Financial Statements and Dividend • The audited consolidated financial statements and directors’ and auditor’s reports for the year ended 31 December 2025 were endorsed with 99.08% of the 607.84 million shares voted in favour. • A final dividend for FY 2025 received 99.81% approval, underscoring investor confidence in the company’s cash-return policy. The specific dividend amount was not disclosed in the meeting documents.

Board Composition and Remuneration • Executive directors Dr. Zhang Tianren, Mr. Shi Borong and Mr.
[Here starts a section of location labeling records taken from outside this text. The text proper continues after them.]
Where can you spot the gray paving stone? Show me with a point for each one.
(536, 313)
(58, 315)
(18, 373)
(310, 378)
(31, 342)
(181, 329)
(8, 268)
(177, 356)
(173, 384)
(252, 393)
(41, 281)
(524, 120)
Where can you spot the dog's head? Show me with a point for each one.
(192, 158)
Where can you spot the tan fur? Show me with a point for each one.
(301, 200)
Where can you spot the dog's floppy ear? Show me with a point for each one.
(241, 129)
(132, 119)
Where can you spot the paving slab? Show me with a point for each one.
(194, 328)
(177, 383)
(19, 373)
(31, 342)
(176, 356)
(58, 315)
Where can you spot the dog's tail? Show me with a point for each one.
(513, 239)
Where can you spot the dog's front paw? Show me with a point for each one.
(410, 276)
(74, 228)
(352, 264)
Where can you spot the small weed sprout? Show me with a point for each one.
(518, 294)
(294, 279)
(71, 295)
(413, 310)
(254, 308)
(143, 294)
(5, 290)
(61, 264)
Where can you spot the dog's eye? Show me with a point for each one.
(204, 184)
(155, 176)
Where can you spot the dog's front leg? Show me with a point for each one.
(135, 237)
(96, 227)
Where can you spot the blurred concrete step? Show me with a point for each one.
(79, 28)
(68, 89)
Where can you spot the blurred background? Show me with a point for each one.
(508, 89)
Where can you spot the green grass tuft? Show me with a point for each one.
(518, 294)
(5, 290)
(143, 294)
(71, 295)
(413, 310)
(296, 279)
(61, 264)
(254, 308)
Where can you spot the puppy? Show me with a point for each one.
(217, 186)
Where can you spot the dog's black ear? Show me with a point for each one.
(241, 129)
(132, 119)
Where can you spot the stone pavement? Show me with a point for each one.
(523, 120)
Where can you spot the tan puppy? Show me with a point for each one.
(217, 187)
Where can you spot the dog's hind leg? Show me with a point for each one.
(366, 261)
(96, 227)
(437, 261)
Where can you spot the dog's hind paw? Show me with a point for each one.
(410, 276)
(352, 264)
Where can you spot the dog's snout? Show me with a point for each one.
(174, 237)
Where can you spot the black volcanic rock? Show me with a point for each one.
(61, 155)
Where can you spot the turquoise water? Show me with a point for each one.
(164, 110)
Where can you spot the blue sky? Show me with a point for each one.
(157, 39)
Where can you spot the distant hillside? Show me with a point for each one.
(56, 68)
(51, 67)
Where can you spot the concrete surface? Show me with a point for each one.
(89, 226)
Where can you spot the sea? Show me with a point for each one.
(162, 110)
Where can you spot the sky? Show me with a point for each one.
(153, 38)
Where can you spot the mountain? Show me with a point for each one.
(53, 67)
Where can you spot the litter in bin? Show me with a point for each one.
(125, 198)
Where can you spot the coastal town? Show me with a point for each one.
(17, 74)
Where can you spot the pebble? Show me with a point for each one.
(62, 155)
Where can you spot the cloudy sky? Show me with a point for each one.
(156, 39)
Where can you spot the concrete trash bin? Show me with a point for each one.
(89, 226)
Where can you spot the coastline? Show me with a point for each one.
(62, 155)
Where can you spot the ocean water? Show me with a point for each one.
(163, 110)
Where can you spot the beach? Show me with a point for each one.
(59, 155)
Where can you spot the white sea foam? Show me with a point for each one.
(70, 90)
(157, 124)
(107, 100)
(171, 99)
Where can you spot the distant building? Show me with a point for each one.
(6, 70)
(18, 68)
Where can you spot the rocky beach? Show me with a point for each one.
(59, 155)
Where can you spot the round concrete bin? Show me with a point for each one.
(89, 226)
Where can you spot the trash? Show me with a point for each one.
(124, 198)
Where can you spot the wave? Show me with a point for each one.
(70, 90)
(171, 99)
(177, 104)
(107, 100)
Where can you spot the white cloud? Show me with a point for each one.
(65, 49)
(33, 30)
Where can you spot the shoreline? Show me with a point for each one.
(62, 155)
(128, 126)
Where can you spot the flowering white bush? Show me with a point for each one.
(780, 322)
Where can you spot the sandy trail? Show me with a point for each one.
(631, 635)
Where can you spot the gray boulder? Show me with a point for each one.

Zhou Jianzhong were each re-elected, securing between 95.83% and 98.86% of votes cast. • Shareholders granted the board authority to determine directors’ remuneration with 99.72% support.

Auditor Re-appointment • Deloitte Touche Tohmatsu was re-appointed as the company’s external auditor, receiving 85.01% of votes, and the board was authorised to fix its remuneration.

Capital-Raising and Buy-back Mandates • A general mandate allowing the board to allot and issue shares (including any sale or transfer of treasury shares) was approved with 78.28% support. • A separate mandate enabling the company to repurchase up to 10% of its own shares gained 99.79% approval. • Shareholders also agreed—by 78.30% of votes—to extend the issue mandate by adding any repurchased shares to its limit.

Shareholder Participation • The meeting drew votes representing 607.84 million shares, equal to approximately 53.97% of Tianneng Power’s total issued share capital of 1.13 billion shares. No shareholders were required to abstain, and no special arrangements for differing voting rights were noted.

All directors attended the meeting in person or via electronic facilities, and Tricor Investor Services Limited acted as scrutineer for vote-tabulation.